The Hows and Whys of Coffee

November 22, 2018

Does Uncle John, the guy responsible for producing a 600-page book every year, drinking a lot of coffee? You better believe he does. Here’s how the good stuff works. 


Caffeine affects neurotransmitters. Normally, those keep blood vessels mostly closed, but the stimulation by caffeine widens them, allowing more blood to flow right through them. The blood carries oxygen, of course, and that delicious, life-giving oxygen heads for the brain and body tissues, making you feel awake and refreshed. But that’s not all.
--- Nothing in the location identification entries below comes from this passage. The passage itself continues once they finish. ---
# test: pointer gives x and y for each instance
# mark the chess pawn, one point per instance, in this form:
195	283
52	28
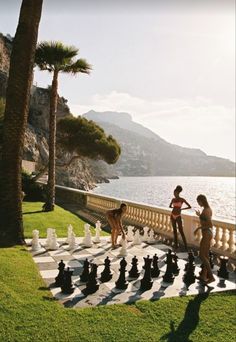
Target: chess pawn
106	274
155	272
69	232
98	230
35	241
145	234
67	286
175	264
130	234
146	282
54	245
72	243
59	278
123	251
151	238
91	285
85	273
222	272
87	241
121	283
134	273
137	240
49	237
168	276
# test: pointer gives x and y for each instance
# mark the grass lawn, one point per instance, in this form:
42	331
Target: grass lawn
35	218
29	313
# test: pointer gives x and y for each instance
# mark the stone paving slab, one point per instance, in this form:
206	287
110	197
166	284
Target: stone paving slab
107	293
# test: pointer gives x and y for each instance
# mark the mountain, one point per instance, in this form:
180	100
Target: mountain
145	153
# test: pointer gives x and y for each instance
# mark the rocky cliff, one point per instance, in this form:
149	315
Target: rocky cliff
78	174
Caffeine stimulates the production of the hormone, adrenaline, which famously makes the whole body speed up, particularly quickening the heartbeat.

Number 1 at Number 2

Coffee’s most famous effect on the body is as a stimulant: a cup or two perks you up and keeps you going…all the way until the time when you need more coffee. The second-most famous thing coffee does to the body—it keeps you…well, let’s just say it gets you to a place where you can read an Uncle John’s book. That’s because caffeine (as well as chlorogenic acids and other organic compounds) can lead to contracts in two different parts of the digestive system: the intestinal muscles, as well as the colon. (That’s called the gastrocolic reflex.) First, all that activity in the intestines forces whatever is in there further along, and into the colon, where more contractions push your breakfast to the rectum, and, well, you know what happens next. Water also helps the digestive system work in this way, although caffeine (and a cup of coffee packs a lot of it) is 60 percent more effective in its colon-jostling affects.

The Original Jitterbug

The caffeine in coffee is a stimulant, and a single brewed cup can contain anywhere from 50 to 100 mg of the stuff. The definition of a stimulant is anything that makes your body react by speeding up the central nervous system’s functions, which leads to you feeling more awake and alert. Too much caffeine, however, means that the central nervous system gets set to hyperspeed, which leads to too much awakeness and alertness. That, in turn produces the dreaded “jitters,” feelings of anxiety and nervousness along with a sense that your body is shaking.